Spending the people’s money

“Government is like a baby: An alimentary canal

 with a big appetite at one end and no sense of

 responsibility at the other.”

                                 − Ronald Reagan

 Is it an appropriate use of taxpayer money to fund a “tattoo removal violence prevention program,” a Sparta Teapot museum, a program to communicate with extra-terrestrials, the Pleasure Beach water taxi service, a Waterfree Urinal Conservation Initiative and a swine odor and manure management program?  Moreover, where in the Constitution is the power for Congress to spend our money this way?

Is this the work of Congress?  Is this the work of the Constitution?  Is this the people’s work?  There is so much pork barrel spending that an organization, Citizens Against Government Waste, devotes a book to it, the “Congressional Pig Book.”  That’s not a good sign.

Even worse, we have become so accustomed to and accepting of this waste that when President Obama promised to cut earmarks to $7.8 billion a year, we applauded.  Think about it.  We accept wasting nearly $8 billion a year as good news.

In 2009, Congress passed bills with 10,160 earmarks–10,160 ways they intentionally wasted our money by hiding it in other bills.

Fittingly, Vice President Biden summed up the government’s ignorance of money management when he said we have to spend money to keep from going bankrupt.  A bit different from what I was taught; it never occurring to me the way to solve debt and loss of income was to keep spending money rather than scrimping, saving and paying off debt.  It should bother us that our leaders make such ridiculous statements.  But it should really terrify us that they actually believe what they are saying.

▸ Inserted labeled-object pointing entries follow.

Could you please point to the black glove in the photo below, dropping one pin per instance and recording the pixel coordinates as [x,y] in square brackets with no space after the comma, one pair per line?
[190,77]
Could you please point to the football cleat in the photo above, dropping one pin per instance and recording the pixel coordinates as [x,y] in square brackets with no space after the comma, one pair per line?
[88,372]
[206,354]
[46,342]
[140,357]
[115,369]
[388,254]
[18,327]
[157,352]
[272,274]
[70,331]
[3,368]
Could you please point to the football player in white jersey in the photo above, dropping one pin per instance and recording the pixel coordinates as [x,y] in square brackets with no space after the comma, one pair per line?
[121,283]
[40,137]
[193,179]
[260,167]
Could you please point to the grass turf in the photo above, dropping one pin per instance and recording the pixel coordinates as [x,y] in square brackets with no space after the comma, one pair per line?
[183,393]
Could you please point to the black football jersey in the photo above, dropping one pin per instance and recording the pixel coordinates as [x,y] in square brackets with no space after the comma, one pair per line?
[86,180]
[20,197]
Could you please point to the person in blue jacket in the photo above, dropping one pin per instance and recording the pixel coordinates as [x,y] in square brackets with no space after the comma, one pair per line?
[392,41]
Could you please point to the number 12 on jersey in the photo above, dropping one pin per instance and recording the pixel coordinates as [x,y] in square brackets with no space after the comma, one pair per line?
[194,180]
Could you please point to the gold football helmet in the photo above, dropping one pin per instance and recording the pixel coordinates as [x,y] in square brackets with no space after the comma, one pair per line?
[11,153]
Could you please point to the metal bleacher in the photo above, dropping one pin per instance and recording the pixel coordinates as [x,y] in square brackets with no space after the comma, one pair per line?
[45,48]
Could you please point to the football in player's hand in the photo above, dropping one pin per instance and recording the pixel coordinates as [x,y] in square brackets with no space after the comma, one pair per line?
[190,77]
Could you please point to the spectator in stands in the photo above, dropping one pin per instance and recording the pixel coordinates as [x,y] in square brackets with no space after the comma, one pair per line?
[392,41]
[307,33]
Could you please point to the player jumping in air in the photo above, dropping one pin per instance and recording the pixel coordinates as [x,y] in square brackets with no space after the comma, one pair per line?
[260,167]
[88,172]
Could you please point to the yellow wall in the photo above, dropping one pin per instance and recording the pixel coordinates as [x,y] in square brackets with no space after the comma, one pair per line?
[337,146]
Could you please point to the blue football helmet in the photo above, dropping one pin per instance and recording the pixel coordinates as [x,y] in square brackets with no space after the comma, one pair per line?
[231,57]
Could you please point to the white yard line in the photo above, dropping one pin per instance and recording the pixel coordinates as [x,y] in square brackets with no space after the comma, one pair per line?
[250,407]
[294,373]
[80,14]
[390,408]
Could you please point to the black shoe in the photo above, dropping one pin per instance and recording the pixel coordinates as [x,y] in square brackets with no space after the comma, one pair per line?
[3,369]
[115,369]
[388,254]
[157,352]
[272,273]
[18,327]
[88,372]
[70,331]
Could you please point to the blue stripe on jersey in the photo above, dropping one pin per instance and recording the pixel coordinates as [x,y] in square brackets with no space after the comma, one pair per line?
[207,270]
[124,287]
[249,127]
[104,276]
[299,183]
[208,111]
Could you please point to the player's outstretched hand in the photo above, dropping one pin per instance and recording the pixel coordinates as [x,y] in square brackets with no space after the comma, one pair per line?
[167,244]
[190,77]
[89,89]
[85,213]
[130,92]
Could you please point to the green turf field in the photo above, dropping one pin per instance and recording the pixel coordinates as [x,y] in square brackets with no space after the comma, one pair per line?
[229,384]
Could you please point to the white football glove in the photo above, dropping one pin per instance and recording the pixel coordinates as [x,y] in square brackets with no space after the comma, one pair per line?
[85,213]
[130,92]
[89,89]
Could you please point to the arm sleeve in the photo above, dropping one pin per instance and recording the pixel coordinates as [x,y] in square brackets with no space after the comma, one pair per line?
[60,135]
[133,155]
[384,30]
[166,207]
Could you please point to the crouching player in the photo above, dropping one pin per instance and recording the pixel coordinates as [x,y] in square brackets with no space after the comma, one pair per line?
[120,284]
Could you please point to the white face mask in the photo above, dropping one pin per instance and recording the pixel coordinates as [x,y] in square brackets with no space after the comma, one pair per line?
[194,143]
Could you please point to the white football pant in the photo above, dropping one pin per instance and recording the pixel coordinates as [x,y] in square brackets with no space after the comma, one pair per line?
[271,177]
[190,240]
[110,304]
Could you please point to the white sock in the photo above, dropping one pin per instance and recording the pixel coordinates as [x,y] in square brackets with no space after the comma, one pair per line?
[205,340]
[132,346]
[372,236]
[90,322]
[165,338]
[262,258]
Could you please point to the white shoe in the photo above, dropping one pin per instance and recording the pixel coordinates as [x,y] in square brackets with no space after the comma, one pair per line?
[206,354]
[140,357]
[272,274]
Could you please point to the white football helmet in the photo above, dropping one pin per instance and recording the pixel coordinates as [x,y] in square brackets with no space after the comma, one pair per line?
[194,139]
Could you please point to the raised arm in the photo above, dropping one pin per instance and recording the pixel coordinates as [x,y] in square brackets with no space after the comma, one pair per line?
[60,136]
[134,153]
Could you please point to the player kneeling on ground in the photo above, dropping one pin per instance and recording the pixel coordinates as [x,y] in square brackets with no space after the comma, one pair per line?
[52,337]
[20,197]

The 1996 Congress did try to do the people’s work, passing a line-item veto bill, allowing the president to veto specific parts of a bill line by line.  Maintaining our system of checks and balances, the bill allowed Congress 30 days to overturn the president’s veto with a simple majority vote. Congress not only preserved the balance of power, it improved it.

Too good to be true?  Absolutely.  It ended up before the Supreme Court and was declared unconstitutional because it interfered with the constitutional powers of Congress.  Have members of Congress and the Supreme Court become obstacles “we the people” have to overcome to return to the constitutionally limited government our founding fathers gave us?

The results of the Supreme Court supported quid pro quos and unending pork barrel spending?  In 2008 Congress wasted $17.2 billion, in 2009 $19.6 billion and in 2010 it looks like it will waste $21.7 billion.  In the five-year span from 1998 to 2003 earmarks rose 346 percent.

Does Congress even have time to do the people’s work?  It cannot.  It has a full-time job dealing with the 10,160 earmarks each year, 40 earmarks voted into law every day, spending over $75 million a day on them.

Check your savings account.  Do you have $75 million a day to share with the government because the government has no earned income; its only source of money is us.  That is our $75 million a day we allow them to take.

Harold Coffin of the San Francisco Examiner accurately summed up the values of government saying, “When George Washington threw the dollar across the Rappahannock River, he didn’t realize he was establishing a precedent for government spending.”

Whose blame?  Whose fault?  Ours.  The voters.  We vote them into office and then refuse to vote them out.  Or, we are too busy or too unconcerned to vote at all, believing our vote cannot make a difference.

We can change it.  We have the power each time we go into the voting booth or each time we decide not to vote.  Our vote does make a difference, a huge difference.  Our power.  Our choice.  Our vote.  Our fault.